Re: [patch for-5.3 0/4] revert immediate fallback to remote hugepages

David Rientjes <rientjes@xxxxxxxxxx> · Sat, 7 Sep 2019 18:50:57 -0700 (PDT)

On Sat, 7 Sep 2019, Linus Torvalds wrote:

> > Andrea acknowledges the swap storm that he reported would be fixed with
> > the last two patches in this series
> 
> The problem is that even you aren't arguing that those patches should
> go into 5.3.
> 

For three reasons: (a) we lack a test result from Andrea, (b) there's 
on-going discussion, particularly based on Vlastimil's feedback, and 
(c) the patches will be refreshed incorporating that feedback as well as 
Mike's suggestion to exempt __GFP_RETRY_MAYFAIL for hugetlb.

> So those fixes aren't going in, so "the swap storms would be fixed"
> argument isn't actually an argument at all as far as 5.3 is concerned.
> 

It indicates that progress has been made to address the actual bug without 
introducing long-lived access latency regressions for others, particularly 
those who use MADV_HUGEPAGE.  In the worst case, some systems running 
5.3-rc4 and 5.3-rc5 have the same amount of memory backed by hugepages but 
on 5.3-rc5 the vast majority of it is allocated remotely.  This incurs a 
signficant performance regression regardless of platform; the only thing 
needed to induce this is a fragmented local node that would otherwise be 
compacted in 5.3-rc4 rather than quickly allocate remote on 5.3-rc5.

> End result: we'd have the qemu-kvm instance performance problem in 5.3
> that apparently causes distros to apply those patches that you want to
> revert anyway.
> 
> So reverting would just make distros not use 5.3 in that form.
> 

I'm arguing to revert 5.3 back to the behavior that we have had for years 
and actually fix the bug that everybody else seems to be ignoring and then 
*backport* those fixes to 5.3 stable and every other stable tree that can 
use them.  Introducing a new mempolicy for NUMA locality into 5.3.0 that 
will subsequently changed in future 5.3 stable kernels and differs from 
all kernels from the past few years is not in anybody's best interest if 
the actual problem can be fixed.  It requires more feedback than a 
one-line "the swap storms would be fixed with this."  That collaboration 
takes time and isn't something that should be rushed into 5.3-rc5.

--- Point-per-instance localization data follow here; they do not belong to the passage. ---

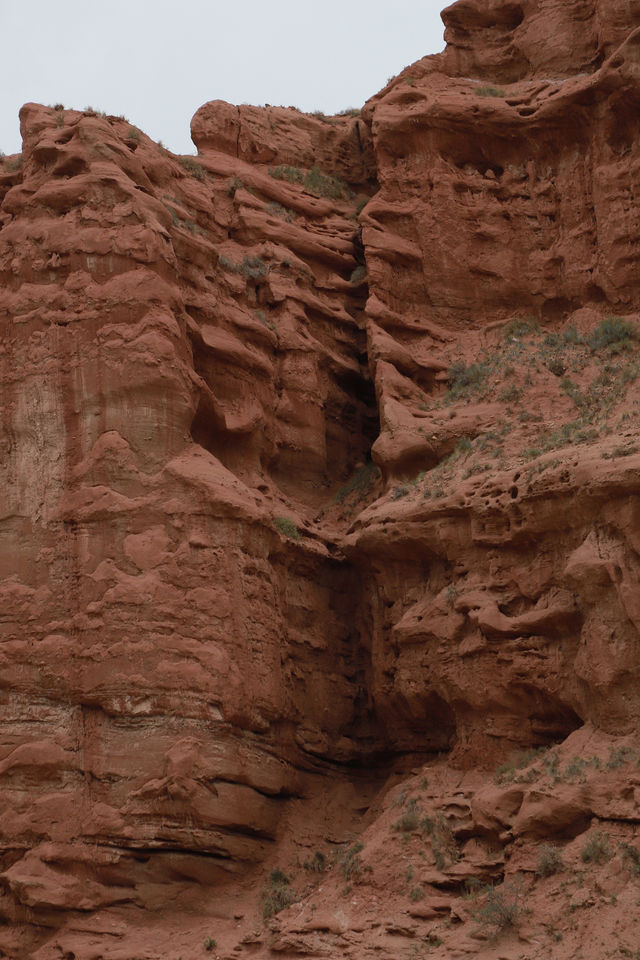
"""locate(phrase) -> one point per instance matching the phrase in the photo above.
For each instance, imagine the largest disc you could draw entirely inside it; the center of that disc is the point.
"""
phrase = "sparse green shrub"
(490, 91)
(613, 332)
(286, 172)
(618, 756)
(464, 380)
(631, 857)
(286, 527)
(510, 394)
(506, 772)
(277, 895)
(556, 366)
(549, 860)
(571, 335)
(319, 183)
(284, 213)
(501, 907)
(443, 842)
(597, 849)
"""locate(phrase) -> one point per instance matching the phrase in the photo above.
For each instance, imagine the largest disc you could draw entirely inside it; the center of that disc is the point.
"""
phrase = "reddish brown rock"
(320, 465)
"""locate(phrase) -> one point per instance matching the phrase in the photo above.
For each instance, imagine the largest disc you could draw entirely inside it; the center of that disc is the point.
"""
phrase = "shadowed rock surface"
(320, 536)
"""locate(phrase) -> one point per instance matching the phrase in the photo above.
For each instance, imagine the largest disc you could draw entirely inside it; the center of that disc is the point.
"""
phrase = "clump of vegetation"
(286, 527)
(284, 213)
(287, 172)
(618, 756)
(443, 841)
(277, 895)
(490, 91)
(501, 907)
(314, 181)
(574, 770)
(614, 333)
(597, 849)
(192, 167)
(549, 860)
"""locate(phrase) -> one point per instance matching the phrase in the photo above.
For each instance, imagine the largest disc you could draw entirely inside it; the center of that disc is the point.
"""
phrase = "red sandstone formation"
(320, 568)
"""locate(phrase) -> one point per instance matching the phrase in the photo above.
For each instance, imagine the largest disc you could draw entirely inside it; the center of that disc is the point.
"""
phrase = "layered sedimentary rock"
(320, 487)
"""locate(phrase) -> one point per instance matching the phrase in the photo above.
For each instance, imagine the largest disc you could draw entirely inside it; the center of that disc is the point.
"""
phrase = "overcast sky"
(157, 61)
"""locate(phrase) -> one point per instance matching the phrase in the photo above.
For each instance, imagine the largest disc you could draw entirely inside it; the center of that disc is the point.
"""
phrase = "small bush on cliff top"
(614, 332)
(314, 181)
(490, 92)
(597, 849)
(192, 166)
(277, 895)
(549, 860)
(501, 907)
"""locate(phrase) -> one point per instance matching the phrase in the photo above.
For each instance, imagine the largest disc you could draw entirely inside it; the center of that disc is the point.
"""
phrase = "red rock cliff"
(320, 467)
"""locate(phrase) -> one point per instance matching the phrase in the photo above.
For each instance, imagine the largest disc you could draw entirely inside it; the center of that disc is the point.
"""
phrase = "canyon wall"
(320, 474)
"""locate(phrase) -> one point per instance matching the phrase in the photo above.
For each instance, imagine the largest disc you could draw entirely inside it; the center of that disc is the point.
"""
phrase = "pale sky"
(157, 61)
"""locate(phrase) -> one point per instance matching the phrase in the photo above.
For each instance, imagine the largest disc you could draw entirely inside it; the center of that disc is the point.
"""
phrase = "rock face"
(320, 474)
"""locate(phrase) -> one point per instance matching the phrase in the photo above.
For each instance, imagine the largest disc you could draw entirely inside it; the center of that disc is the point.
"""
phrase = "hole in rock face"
(549, 719)
(557, 309)
(430, 723)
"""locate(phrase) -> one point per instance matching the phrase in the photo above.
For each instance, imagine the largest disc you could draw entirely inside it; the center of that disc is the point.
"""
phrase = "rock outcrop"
(320, 470)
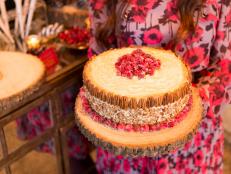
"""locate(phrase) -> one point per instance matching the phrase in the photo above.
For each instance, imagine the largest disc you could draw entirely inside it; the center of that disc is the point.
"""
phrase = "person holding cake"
(199, 32)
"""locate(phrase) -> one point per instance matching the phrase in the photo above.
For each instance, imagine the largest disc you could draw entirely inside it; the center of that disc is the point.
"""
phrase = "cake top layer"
(169, 82)
(19, 72)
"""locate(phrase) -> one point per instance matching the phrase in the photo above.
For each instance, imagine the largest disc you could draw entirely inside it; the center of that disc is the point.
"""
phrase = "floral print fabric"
(38, 120)
(208, 53)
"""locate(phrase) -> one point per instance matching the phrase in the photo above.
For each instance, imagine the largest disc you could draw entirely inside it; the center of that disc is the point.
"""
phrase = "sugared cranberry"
(137, 64)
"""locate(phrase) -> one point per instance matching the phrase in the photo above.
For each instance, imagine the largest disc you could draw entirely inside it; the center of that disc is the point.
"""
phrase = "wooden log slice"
(141, 143)
(21, 75)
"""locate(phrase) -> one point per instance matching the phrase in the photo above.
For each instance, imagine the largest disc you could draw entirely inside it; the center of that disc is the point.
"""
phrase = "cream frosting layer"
(151, 115)
(171, 75)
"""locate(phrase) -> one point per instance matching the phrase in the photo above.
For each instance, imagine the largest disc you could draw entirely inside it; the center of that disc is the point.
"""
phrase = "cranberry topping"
(137, 64)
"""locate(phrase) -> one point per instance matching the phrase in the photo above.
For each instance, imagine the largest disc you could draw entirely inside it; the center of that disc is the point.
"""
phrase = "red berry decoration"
(137, 64)
(74, 35)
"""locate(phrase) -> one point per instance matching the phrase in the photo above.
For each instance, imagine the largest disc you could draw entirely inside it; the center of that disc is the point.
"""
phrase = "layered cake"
(138, 101)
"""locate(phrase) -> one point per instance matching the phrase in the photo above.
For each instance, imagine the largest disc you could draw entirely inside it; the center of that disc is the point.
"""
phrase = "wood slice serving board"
(141, 143)
(20, 75)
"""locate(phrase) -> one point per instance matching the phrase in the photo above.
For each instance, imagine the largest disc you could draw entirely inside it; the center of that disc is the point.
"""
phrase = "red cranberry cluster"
(137, 64)
(131, 127)
(74, 35)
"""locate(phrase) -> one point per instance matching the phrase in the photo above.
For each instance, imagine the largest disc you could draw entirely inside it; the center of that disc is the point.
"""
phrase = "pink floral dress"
(208, 52)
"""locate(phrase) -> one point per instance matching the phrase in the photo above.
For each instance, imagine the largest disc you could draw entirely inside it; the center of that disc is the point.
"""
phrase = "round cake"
(20, 75)
(138, 101)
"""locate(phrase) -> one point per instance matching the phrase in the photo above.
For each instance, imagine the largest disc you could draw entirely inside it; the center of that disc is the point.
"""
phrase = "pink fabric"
(208, 53)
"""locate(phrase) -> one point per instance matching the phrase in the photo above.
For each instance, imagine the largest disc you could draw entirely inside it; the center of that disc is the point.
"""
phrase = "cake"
(20, 75)
(138, 101)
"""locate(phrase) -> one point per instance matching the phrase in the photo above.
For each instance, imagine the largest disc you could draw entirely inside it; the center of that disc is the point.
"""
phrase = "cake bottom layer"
(141, 143)
(134, 127)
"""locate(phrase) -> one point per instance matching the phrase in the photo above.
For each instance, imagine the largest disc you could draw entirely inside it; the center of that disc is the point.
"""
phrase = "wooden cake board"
(141, 143)
(20, 75)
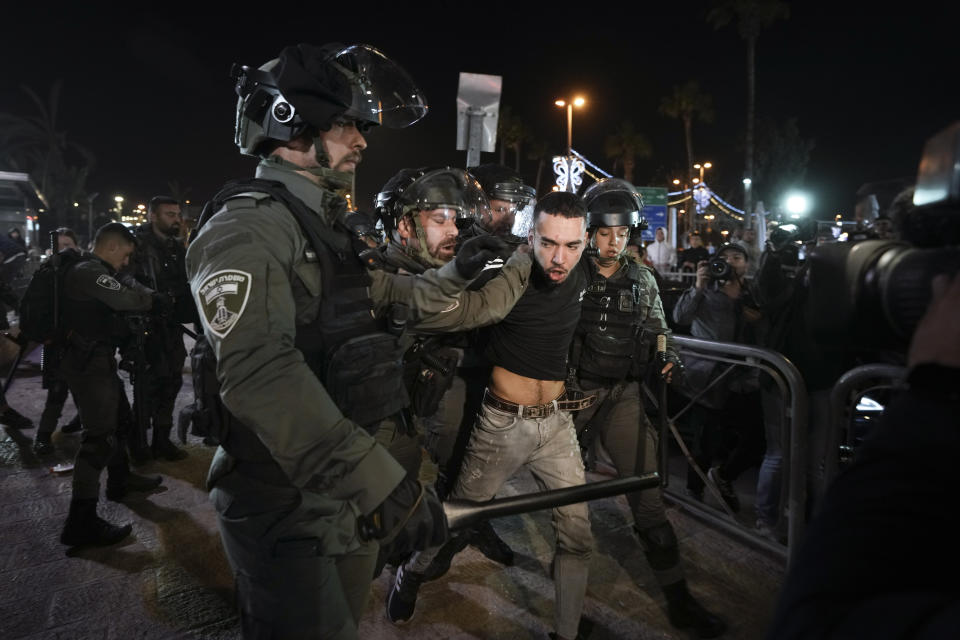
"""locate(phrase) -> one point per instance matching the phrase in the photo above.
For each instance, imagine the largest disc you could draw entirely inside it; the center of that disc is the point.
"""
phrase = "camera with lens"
(872, 294)
(719, 269)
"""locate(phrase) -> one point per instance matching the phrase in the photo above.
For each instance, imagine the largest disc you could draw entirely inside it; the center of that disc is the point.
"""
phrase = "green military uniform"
(628, 304)
(475, 308)
(289, 524)
(159, 264)
(92, 297)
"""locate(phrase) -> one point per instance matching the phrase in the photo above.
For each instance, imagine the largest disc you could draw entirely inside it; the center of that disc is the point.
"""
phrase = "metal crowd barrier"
(793, 390)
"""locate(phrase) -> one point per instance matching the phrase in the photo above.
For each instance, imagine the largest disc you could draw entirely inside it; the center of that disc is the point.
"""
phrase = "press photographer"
(720, 307)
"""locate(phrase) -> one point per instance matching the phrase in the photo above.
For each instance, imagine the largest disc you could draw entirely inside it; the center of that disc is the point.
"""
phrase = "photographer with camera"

Yes, we can fix NUMA locality of hugepages when a workload like qemu is 
larger than a single socket; the vast majority of workloads in the 
datacenter are small than a socket and *cannot* incur the performance 
penalty if local memory is fragmented that 5.3-rc5 introduces.

In other words, 5.3-rc5 is only fixing a highly specialized usecase where 
remote allocation is acceptable because the workload is larger than a 
socket *and* remote memory is not low on memory or fragmented.  If you 
consider the opposite of that, workloads smaller than a socket or local 
compaction actually works, this has introduced a measurable regression for 
everybody else.

I'm not sure why we are ignoring a painfully obvious bug in the page 
allocator because of a poor feedback loop between itself and memory 
compaction and rather papering over it by falling back to remote memory 
when NUMA actually does matter.  If you release 5.3 without the first two 
patches in this series, I wouldn't expect any additional feedback or test 
results to fix this bug considering all we have gotten so far is "this 
would fix this swap storms" and not collaborating to fix the issue for 
everybody rather than only caring about their own workloads.  At least my 
patches acknowledge and try to fix the issue the other is encountering.